En contextos donde la terapia psicológica es inaccesible, estas prácticas emergen como herramientas culturales viables, profundamente arraigadas y emocionalmente eficaces.

Desde la psicología, la teoría del apego ayuda a entender por qué algunas personas encuentran consuelo en estas prácticas mientras que otras no logran conectar. La relación que establecemos con una entidad superior muchas veces replica el vínculo emocional que construimos en la infancia con nuestros cuidadores. Para el sociólogo Blake Victor Kent la forma en que oramos refleja la forma en que confiamos. La confianza, clave en cualquier relación, también es necesaria para que la oración o la meditación tengan un efecto reparador.

Lo más revelador, sin embargo, es que estas experiencias no se limitan al ámbito religioso. Estudios con músicos que improvisan han demostrado que durante la creación espontánea también disminuye la actividad del lóbulo frontal. La inspiración, parece, llega por el mismo canal que las prácticas religiosas. Una plegaria, una melodía, un mantra sueltan a los participantes, dejando la sensación que una entidad incorpórea se apersona, tomando el control de lo que estamos haciendo.

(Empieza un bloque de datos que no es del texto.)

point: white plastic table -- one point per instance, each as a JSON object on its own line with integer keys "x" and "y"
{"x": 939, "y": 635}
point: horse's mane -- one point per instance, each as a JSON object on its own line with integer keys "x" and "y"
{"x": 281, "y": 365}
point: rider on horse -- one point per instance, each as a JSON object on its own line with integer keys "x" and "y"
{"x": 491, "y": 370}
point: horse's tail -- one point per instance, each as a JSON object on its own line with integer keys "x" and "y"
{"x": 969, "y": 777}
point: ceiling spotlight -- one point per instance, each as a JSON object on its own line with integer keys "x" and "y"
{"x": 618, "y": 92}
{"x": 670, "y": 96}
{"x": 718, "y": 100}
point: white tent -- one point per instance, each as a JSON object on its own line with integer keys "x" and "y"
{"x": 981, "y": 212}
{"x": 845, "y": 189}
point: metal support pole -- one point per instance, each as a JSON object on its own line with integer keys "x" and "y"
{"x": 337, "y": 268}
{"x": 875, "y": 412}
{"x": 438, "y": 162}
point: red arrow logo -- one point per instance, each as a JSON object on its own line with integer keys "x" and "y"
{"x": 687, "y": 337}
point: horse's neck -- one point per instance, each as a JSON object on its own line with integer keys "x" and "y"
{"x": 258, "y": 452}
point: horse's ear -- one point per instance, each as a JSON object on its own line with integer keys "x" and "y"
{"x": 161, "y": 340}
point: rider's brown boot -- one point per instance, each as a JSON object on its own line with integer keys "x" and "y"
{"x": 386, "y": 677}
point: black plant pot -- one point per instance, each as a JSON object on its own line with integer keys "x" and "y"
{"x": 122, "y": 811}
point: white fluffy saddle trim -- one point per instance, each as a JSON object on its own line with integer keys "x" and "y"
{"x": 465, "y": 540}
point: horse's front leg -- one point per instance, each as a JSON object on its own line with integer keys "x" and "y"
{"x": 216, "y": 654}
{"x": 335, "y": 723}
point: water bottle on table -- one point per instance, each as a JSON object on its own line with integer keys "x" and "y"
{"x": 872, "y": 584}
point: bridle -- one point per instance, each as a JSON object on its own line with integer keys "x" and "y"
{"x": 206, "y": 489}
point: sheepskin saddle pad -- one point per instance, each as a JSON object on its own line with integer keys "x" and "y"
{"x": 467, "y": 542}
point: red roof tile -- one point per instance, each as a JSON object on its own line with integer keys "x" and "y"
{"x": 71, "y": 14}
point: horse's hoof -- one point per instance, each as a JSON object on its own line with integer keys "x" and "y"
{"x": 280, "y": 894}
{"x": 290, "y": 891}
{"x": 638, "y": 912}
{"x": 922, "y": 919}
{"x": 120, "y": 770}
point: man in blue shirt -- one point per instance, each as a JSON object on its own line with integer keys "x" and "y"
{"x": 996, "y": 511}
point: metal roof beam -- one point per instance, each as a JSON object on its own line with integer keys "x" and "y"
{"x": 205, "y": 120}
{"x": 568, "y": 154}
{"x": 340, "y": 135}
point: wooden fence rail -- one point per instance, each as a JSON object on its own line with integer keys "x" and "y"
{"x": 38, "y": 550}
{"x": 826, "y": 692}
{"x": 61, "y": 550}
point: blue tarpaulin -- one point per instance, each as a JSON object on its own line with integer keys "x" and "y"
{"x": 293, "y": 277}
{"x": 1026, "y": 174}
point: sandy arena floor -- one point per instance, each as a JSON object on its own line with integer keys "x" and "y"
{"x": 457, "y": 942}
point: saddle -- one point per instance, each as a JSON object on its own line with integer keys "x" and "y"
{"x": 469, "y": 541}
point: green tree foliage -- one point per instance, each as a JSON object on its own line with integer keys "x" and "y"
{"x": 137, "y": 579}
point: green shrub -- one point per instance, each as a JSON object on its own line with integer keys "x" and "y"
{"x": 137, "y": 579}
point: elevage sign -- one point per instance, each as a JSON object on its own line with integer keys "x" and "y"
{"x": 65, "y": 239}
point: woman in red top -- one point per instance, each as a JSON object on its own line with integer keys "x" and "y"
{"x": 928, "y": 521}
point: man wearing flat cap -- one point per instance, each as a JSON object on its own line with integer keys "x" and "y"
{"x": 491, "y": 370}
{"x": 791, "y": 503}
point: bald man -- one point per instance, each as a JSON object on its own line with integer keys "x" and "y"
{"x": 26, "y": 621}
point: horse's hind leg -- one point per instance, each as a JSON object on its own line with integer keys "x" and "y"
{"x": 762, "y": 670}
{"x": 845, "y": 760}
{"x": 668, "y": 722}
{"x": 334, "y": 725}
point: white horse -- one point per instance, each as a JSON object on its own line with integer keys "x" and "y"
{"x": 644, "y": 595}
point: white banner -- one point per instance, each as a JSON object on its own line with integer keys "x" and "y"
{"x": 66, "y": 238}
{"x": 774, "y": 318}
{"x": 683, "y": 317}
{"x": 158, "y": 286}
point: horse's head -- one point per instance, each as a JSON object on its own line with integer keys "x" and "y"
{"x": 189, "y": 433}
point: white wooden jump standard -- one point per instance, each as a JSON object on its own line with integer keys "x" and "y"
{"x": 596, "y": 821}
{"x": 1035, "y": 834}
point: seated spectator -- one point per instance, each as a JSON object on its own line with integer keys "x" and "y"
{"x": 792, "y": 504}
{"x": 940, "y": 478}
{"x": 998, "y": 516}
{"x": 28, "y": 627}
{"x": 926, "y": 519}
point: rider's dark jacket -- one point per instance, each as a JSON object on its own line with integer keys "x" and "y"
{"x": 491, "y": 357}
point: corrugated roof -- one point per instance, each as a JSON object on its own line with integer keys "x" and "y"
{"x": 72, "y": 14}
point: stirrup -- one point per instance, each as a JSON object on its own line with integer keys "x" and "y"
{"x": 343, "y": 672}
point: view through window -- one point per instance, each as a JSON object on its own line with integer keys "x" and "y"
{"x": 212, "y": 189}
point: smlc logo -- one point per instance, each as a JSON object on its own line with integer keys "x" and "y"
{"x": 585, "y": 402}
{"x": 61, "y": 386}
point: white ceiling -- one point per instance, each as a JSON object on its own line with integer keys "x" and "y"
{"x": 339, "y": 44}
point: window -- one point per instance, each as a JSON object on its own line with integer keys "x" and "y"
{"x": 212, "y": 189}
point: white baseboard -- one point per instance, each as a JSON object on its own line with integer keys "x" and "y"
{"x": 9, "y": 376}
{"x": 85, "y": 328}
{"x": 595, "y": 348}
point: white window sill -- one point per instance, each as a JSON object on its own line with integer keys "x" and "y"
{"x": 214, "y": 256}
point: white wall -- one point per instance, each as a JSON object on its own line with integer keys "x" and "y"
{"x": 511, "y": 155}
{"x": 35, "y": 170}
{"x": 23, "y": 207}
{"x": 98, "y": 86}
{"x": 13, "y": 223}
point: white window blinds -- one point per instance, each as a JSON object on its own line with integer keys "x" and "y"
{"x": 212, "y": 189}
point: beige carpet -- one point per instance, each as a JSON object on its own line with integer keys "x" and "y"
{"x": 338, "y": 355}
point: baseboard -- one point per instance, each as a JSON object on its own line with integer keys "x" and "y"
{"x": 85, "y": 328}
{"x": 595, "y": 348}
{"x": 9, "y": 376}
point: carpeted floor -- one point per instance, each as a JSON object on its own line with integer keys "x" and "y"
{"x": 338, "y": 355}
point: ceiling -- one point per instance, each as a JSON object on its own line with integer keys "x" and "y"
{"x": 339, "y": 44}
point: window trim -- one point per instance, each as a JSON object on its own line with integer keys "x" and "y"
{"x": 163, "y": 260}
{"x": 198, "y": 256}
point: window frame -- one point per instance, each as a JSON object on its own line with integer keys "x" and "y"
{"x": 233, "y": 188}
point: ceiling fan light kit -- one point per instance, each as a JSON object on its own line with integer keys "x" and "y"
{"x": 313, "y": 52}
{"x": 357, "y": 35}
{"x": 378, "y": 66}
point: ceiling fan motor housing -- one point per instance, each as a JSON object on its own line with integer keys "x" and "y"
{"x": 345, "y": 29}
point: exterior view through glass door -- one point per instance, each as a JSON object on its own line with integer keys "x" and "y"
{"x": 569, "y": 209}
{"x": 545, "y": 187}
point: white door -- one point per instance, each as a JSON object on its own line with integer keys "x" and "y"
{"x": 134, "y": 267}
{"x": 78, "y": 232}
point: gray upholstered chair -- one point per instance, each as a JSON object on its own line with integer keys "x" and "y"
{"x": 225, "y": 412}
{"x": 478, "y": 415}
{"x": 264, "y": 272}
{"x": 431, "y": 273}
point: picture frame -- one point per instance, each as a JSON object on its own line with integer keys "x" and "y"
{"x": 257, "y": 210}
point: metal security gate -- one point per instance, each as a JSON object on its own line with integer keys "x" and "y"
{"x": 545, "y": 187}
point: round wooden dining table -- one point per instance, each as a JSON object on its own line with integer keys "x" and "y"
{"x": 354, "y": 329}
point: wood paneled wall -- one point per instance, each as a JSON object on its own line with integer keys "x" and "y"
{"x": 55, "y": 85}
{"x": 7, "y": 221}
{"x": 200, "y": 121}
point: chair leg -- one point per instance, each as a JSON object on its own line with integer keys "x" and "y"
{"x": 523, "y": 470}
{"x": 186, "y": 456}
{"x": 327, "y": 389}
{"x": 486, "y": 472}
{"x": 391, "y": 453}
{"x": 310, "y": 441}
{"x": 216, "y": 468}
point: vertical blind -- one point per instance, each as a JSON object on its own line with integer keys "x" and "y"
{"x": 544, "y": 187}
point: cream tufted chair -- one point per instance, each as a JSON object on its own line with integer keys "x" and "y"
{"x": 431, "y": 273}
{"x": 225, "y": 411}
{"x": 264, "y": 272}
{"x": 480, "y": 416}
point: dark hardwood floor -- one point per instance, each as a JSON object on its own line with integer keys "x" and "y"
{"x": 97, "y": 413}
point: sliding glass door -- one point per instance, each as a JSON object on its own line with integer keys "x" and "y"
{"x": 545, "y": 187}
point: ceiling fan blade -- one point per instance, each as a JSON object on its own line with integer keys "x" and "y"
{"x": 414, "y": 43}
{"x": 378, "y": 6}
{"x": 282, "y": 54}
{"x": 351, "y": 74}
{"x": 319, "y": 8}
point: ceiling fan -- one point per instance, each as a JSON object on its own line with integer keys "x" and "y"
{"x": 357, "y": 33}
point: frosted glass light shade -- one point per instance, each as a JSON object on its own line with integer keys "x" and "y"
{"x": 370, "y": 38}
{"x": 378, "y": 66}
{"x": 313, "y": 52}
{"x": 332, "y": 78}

La cultura del rendimiento ha convertido incluso el descanso en una tarea pendiente. En este contexto, sentarse a respirar, repetir un rezo o simplemente cerrar los ojos se vuelve un acto profundamente terapéutico. Es elegir no hacer. Es resistir al mandato de producir, al ruido constante, a la ansiedad programada. La contemplación no es una evasión, sino una forma de habitar el mundo desde otro lugar.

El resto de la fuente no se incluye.